Lecture #16

Reading: A:4

Moments of Inertia for Rotated Axes

Consider an area in a coordinate system x,y which is rotated an angle q to x’,y’ .

If we want to find the moments of inertia with respect to the x’,y’ axes, we could integrate.

I_x’ = ∫ ( y’ )² dA I_y’ = ∫ ( x’ )² dA I_x’y’ = ∫ ( x’ )( y’ ) dA

These integrals can be written in terms of the x,y coordinate system if we relate x’ and y’ to x and y. Note that

x’ = x cos q + y sin q y’ = y cos q - x sin q

Now, we can substitute these equations into our integrals. Consider I_x’ .
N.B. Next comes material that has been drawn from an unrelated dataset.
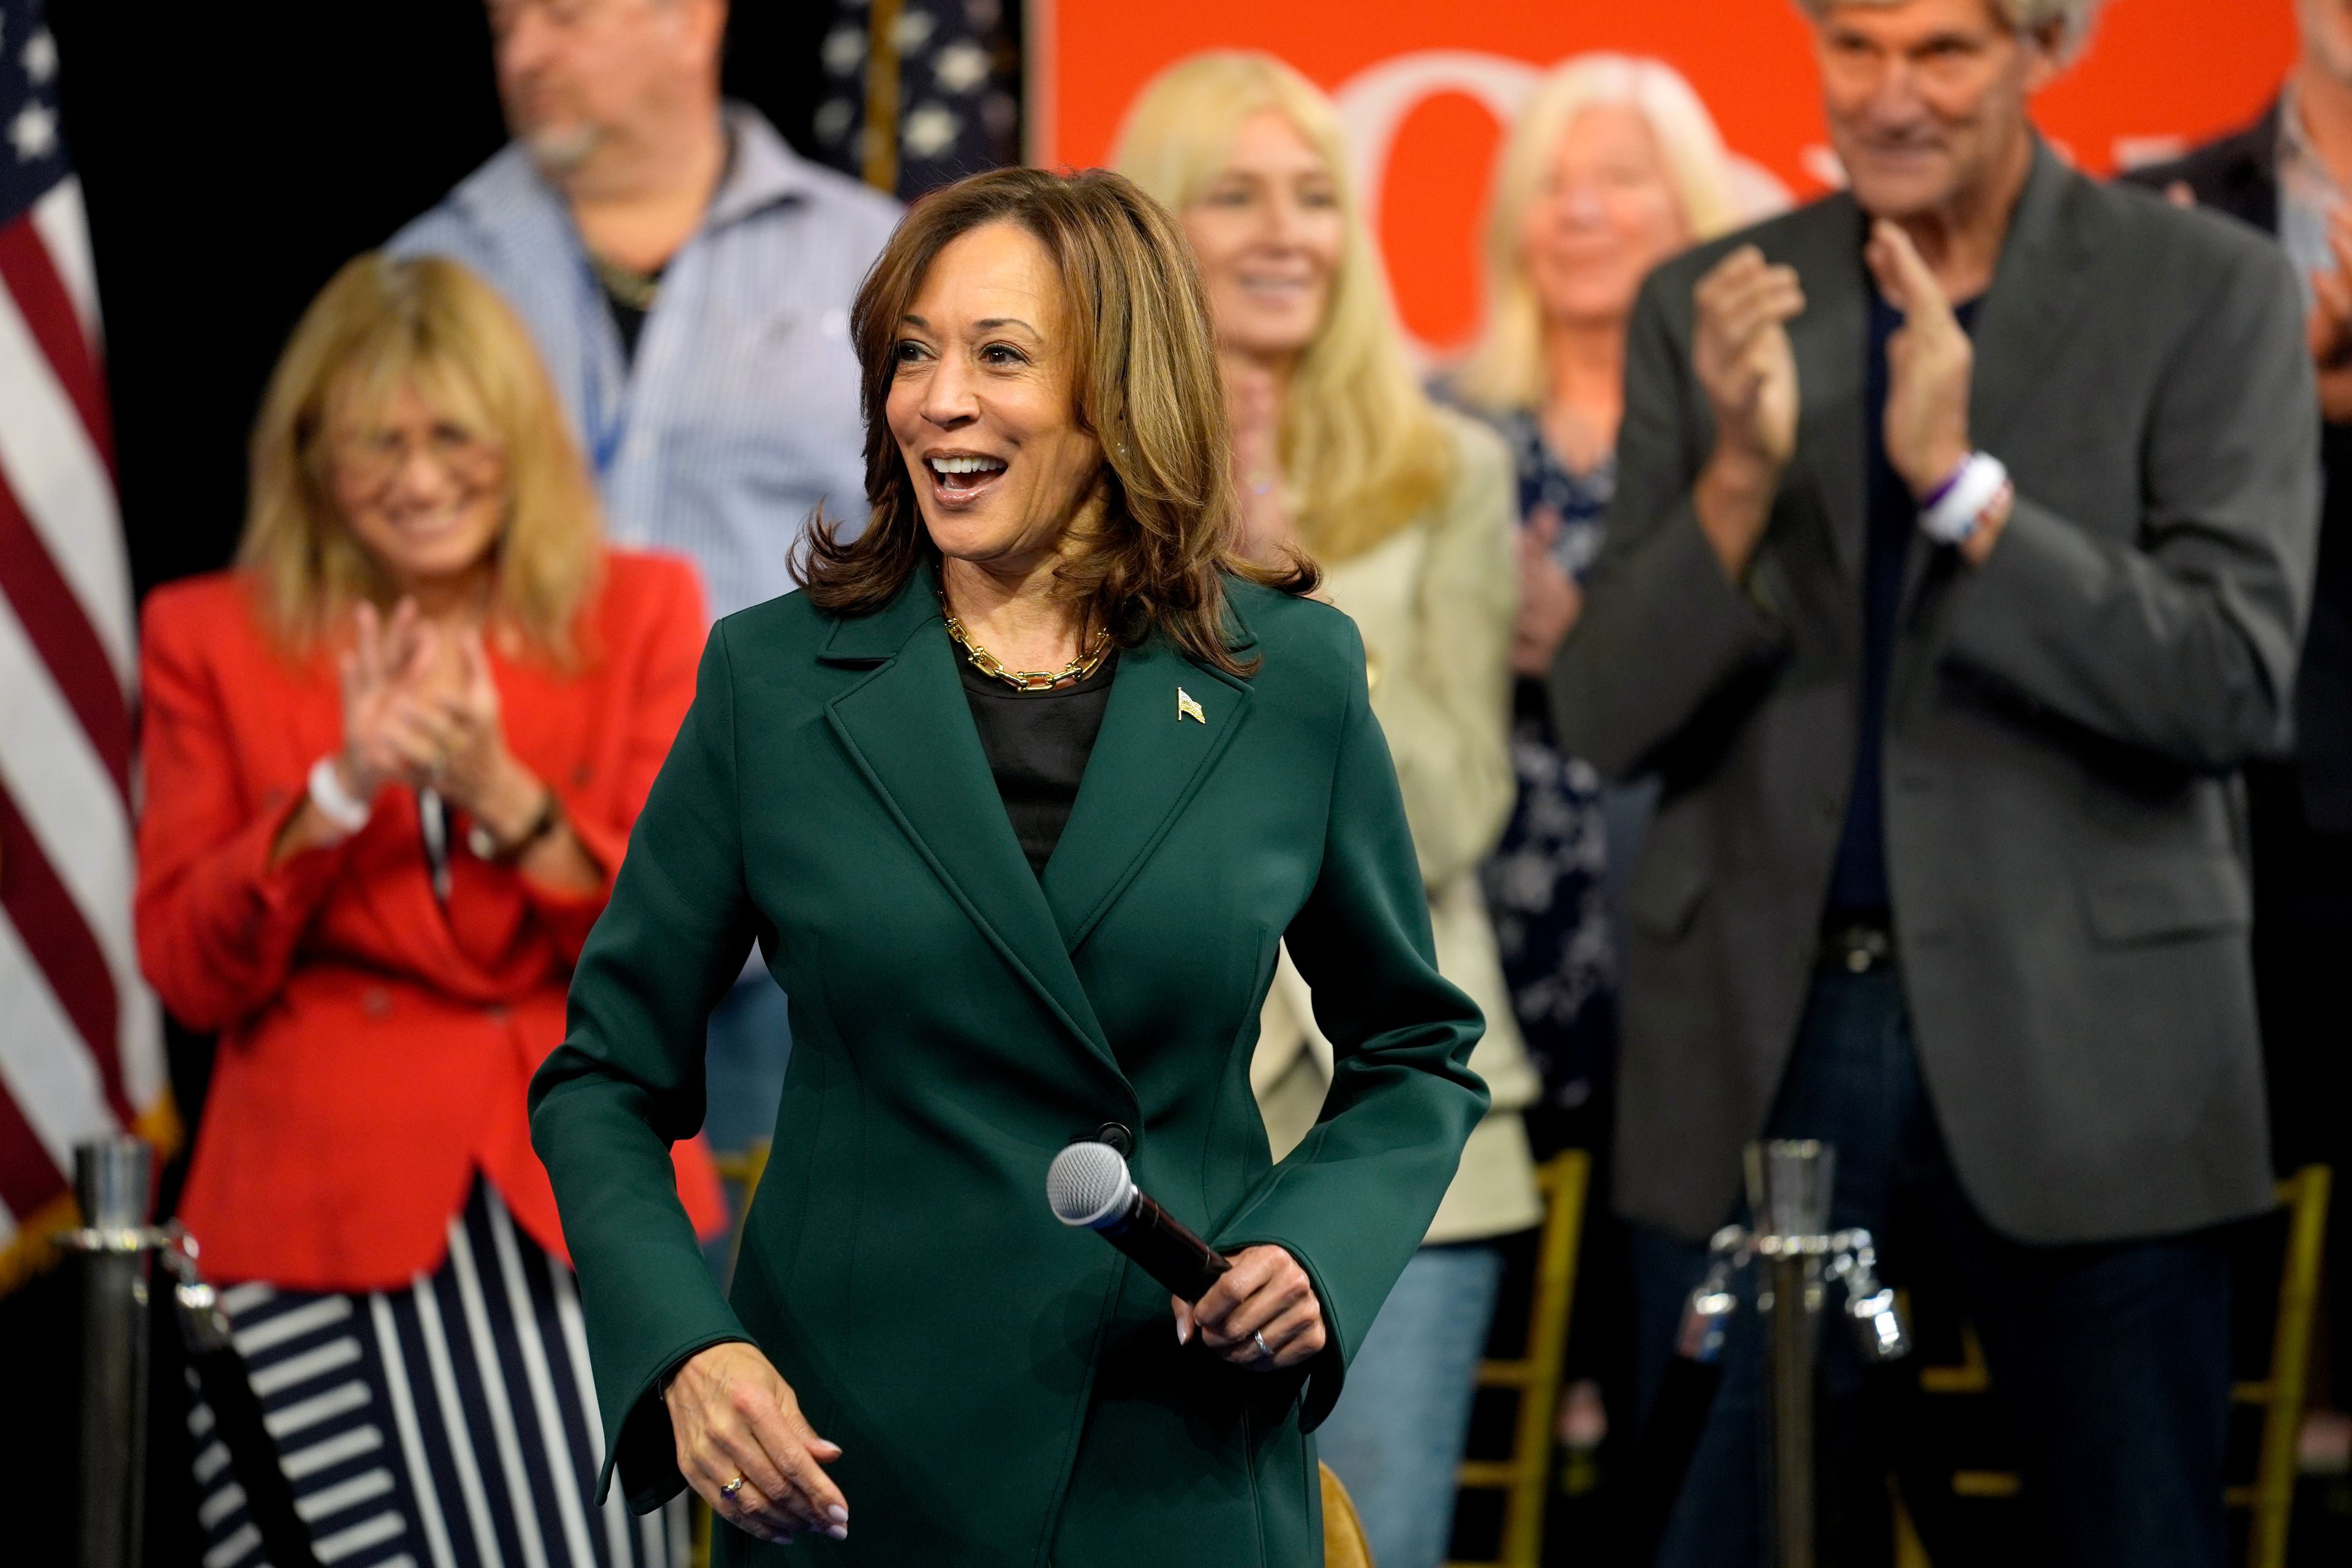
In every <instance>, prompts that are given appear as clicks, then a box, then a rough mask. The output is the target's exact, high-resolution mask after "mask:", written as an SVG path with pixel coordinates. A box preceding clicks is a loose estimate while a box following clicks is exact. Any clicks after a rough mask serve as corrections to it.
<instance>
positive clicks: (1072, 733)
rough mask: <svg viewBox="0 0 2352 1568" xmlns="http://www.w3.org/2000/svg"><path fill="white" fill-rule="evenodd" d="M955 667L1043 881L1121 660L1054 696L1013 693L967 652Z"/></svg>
mask: <svg viewBox="0 0 2352 1568" xmlns="http://www.w3.org/2000/svg"><path fill="white" fill-rule="evenodd" d="M955 668H957V670H960V672H962V677H964V701H967V703H971V724H974V726H976V729H978V731H981V750H983V752H988V771H990V773H995V776H997V795H1002V797H1004V816H1009V818H1014V837H1016V839H1021V853H1023V856H1028V863H1030V870H1033V872H1037V875H1040V877H1044V863H1047V860H1051V858H1054V846H1056V844H1061V830H1063V827H1068V825H1070V806H1075V804H1077V780H1082V778H1084V776H1087V757H1091V755H1094V736H1096V733H1098V731H1101V729H1103V708H1108V705H1110V675H1112V670H1117V668H1120V656H1117V654H1112V656H1110V658H1105V661H1103V663H1101V668H1096V672H1094V675H1089V677H1087V679H1082V682H1070V684H1068V686H1054V689H1051V691H1014V689H1011V686H1009V684H1004V682H1002V679H997V677H995V675H981V672H978V670H976V668H974V665H971V661H969V658H964V654H962V649H957V654H955Z"/></svg>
I_x’ = ∫ ( y’ )² dA = ∫ ( y cos q - x sin q )² dA

I_x’ = ∫ ( y² cos² q + x² sin² q - 2 x y sin q cos q ) dA

Now, we can separate the integral into three integrals. Recognizing that q is a constant with respect to the integration, we get

I_x’ = ∫ y² dA cos² q + ∫ x² dA sin² q - 2 ∫ x y dA sin q cos q

Recognizing the definitions of I_x , I_y and I_xy ,

I_x’ = I_x cos² q + I_y sin² q - I_xy 2 sin q cos q